WILD's success is due in large part to its commitment to the power of synergy. Recognizing that most ecological problems are too big to be solved by just one actor, WILD leverages partnerships with stakeholder groups that include (but are not limited to): government at all levels, public and private entities, local and international communities, commercial and nonprofit organizations, and scientific and artistic associations. By mobilizing every sector of society, WILD works outside its own organizational boundaries and pierces the social and political silos that inhibit collaborative problem solving and collective action.


WILD has facilitated seven North American agencies' cooperation on Wilderness and Protected Areas. This effort has resulted in significant gains and coordinated progress for Wilderness and Protected Areas, such as increased recognition of the role these areas provide in a world dealing with climate change, and communicating the relevance of Wilderness and Protected Areas more effectively.

However, I am also aware of another significant, more subtle benefit of this engagement. Bringing each of the agency heads together to spend quality time dealing with issues of significance has resulted in increased understanding, increased friendship, increased coordination among the leaders of these agencies as they deal with a multitude of cross-cutting issues. The impact of positive interpersonal relations at the highest levels of natural resource agencies should not be underestimated.

WILD deserves great credit in all the accomplishments of the cooperation on North American Wilderness and Protected Areas.

Joel D. Holtrop
WILD Director
Forest Service Deputy Chief, retired


The World Wilderness Congress is the longest running international environmental forum in the world and one of WILD's core projects. Here's what others say about it:

Wild10 was an utterly engaging interdisciplinary experience. It was a full and hectic week, spent in the company of the most innovative and informed minds, figuring out new, integrated strategies to facilitate conservation. Each moment… during Wild10 certainly enriched and enhanced my life story. Thank you for strengthening my resolve and replenishing my reserves of wild energy.
Asher Jay


Attending the WILD10 congress was an enriching experience from a professional, but also from a human point of view. …We had the opportunity to underline the exceptional value of our joint network of protected areas NATURA2000…. Now it is time to move ahead and ensure the full protection of this incredible network.
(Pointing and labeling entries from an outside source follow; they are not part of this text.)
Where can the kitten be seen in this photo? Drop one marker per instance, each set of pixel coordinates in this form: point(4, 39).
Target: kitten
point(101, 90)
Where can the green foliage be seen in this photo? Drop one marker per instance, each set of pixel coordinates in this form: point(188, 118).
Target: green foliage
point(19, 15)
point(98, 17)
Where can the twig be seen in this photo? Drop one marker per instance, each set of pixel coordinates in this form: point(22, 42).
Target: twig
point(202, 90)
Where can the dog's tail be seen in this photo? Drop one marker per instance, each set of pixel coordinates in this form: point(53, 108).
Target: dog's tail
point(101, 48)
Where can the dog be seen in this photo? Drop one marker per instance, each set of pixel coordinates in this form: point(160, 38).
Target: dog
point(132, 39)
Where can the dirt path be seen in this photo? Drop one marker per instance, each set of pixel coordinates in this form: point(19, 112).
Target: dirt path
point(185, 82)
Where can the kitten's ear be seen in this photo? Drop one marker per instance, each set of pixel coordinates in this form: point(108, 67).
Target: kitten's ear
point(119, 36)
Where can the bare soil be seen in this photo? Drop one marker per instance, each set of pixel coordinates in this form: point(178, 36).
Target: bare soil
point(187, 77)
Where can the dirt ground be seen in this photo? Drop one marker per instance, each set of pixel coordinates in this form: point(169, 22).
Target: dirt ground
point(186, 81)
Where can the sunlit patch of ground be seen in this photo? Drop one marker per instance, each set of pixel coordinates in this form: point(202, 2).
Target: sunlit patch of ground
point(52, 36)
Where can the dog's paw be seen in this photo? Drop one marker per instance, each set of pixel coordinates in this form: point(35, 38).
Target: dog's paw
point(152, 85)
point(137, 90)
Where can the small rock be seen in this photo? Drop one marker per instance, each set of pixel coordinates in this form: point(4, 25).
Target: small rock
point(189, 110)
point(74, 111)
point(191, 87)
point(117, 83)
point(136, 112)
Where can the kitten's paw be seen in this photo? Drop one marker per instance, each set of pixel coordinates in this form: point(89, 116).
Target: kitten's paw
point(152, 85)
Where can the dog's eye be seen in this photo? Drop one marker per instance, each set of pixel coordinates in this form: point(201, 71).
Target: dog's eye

The vision for a wilder Europe is a great opportunity to explore new ways to protect nature in those special places that would be best managed by "mother nature".
Angelo Salsi, European Commission


I am in my 5th year of an interdisciplinary environmental science PhD program at Stanford… The Congress was a fabulous opportunity for me to be exposed to science, policy, and activism on Wilderness around the world and to think more broadly about what next for me after I complete my degree.
Lauren Oakes


I'm an Italian student that has come to Salamanca looking for inspiration, and I can really say I found it. Thanks for what you do and please, never give up.